2 Youth Non-Residential, All Other Discretionary, and SAPT Block
Grant average costs per admission reflect the average cost from the Alcohol and
Drug Services Study (Revised), released by OAS, SAMHSA, on August 12, 2003. The
outyear average admission costs have been inflated by the CPI-U from the FY
1997 base year of the study through FY 2005.
3 An expert panel convened by CSAT in October 2002 developed an
average cost per admission for the Screening, Brief Intervention, Referral, and
Treatment (SBIRT) program. This cost has been increased for inflation in the
outyears. In an effort to maximize early start-up and minimize start-up delays
for this new program, the RFA included award criteria favoring those already
implementing or those who could quickly start-up Screening, Brief Intervention,
Referral and Treatment programs.
4 Average cost per admission for the FY 2004 Access to Recovery (ATR)

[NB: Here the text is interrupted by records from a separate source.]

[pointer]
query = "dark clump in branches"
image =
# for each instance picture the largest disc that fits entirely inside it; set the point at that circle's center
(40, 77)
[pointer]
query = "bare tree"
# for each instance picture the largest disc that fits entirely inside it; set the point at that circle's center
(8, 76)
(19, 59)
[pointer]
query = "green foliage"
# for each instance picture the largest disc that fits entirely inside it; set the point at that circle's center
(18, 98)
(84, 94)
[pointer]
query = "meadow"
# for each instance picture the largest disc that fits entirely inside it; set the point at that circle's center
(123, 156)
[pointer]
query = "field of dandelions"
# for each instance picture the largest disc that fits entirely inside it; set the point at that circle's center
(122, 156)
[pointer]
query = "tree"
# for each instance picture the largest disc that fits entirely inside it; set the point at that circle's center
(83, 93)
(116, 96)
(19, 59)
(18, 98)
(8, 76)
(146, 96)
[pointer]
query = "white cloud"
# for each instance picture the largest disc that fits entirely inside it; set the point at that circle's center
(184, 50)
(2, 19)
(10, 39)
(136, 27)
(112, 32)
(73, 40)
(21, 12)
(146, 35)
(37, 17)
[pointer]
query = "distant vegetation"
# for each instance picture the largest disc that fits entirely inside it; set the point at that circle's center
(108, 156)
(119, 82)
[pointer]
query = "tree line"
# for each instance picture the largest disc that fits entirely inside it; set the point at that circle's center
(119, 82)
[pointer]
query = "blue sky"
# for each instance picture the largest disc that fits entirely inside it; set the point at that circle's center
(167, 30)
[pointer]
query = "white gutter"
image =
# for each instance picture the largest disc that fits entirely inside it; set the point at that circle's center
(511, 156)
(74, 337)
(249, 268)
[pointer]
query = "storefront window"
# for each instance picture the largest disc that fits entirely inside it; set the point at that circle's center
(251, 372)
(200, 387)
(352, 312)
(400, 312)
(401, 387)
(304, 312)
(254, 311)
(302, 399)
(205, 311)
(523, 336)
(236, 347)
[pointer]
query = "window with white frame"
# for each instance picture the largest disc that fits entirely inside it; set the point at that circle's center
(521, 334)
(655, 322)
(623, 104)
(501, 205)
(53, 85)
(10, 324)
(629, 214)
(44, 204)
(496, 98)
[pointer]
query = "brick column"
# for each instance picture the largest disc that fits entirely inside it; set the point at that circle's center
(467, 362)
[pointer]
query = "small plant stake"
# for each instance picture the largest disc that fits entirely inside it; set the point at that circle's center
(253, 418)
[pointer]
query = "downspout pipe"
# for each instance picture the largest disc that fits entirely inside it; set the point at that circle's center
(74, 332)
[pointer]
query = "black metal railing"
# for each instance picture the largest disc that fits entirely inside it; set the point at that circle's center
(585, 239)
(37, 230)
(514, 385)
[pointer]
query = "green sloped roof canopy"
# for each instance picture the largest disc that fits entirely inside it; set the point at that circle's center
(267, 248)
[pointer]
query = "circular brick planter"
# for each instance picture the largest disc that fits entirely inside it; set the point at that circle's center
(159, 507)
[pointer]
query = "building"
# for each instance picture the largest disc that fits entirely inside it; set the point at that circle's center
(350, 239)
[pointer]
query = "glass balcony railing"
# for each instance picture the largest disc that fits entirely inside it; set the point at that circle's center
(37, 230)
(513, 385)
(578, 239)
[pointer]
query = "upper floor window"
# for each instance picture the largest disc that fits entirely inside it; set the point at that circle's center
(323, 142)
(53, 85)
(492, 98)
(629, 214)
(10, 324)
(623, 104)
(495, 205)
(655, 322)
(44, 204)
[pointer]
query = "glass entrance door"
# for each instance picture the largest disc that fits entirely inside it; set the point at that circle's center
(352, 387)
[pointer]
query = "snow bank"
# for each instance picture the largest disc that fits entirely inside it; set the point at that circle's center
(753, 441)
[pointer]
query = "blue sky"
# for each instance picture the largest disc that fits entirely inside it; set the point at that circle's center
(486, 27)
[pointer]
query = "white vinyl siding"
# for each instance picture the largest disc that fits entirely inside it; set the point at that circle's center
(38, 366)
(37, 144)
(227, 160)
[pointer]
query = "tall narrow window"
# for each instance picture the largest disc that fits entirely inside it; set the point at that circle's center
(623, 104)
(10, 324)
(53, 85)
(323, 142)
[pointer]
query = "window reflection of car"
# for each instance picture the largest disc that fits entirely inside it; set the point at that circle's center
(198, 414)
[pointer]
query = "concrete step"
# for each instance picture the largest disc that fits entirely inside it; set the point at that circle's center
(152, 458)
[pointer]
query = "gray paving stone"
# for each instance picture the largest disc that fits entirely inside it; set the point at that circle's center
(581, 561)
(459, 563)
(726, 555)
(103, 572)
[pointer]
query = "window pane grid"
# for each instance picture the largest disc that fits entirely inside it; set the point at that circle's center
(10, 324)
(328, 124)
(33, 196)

program was derived from the OMB estimate that a $200 million program would
support treatment for 100,000 persons. This same estimate has been used in FY
2005.
5 Estimated admissions have been determined by "scoring" program
funds as follows:
Best Practices: 50%
Discretionary Treatment Programs (TCE): 100%
SAPT Block Grant: 51%
6 CSAT has continued to assess methods to improve the predictability
between funding and the number of persons served (admissions) and development
of implementing strategies as they are identified. In FY 2003, CSAT work in
this area focused on devising a formula by which costs per person supported by
discretionary grants could be estimated. CSAT has published cost bands for the
major modalities funded by CSAT, as well as the formula for estimation of per
person costs. In addition, CSAT has implemented a performance accountability
data system which includes estimates of per person costs and has designed and
implemented guidelines for project officers related to the monitoring of costs
and number of persons to be served. Early in FY 2004, CSAT should be able to
produce estimates of costs per person served by its discretionary portfolio in
the major modalities directly from grantee data. CSAT has also proposed
including these cost bands as part of the FY 2004 block grant applications for
states.
7 CSAT is aware that part of the lack of predictability of the number
of persons to be served by the budget line is related to the lack of clarity
about the extent to which services delivered to each person are wholly
supported by CSAT discretionary dollars or multiple types of funding streams,
including CSAT funding. In FY 2004, CSAT plans to test the feasibility of
estimating the likelihood of multiple funding streams, and if feasible methods
can be identified, a pilot test of the methods will be considered.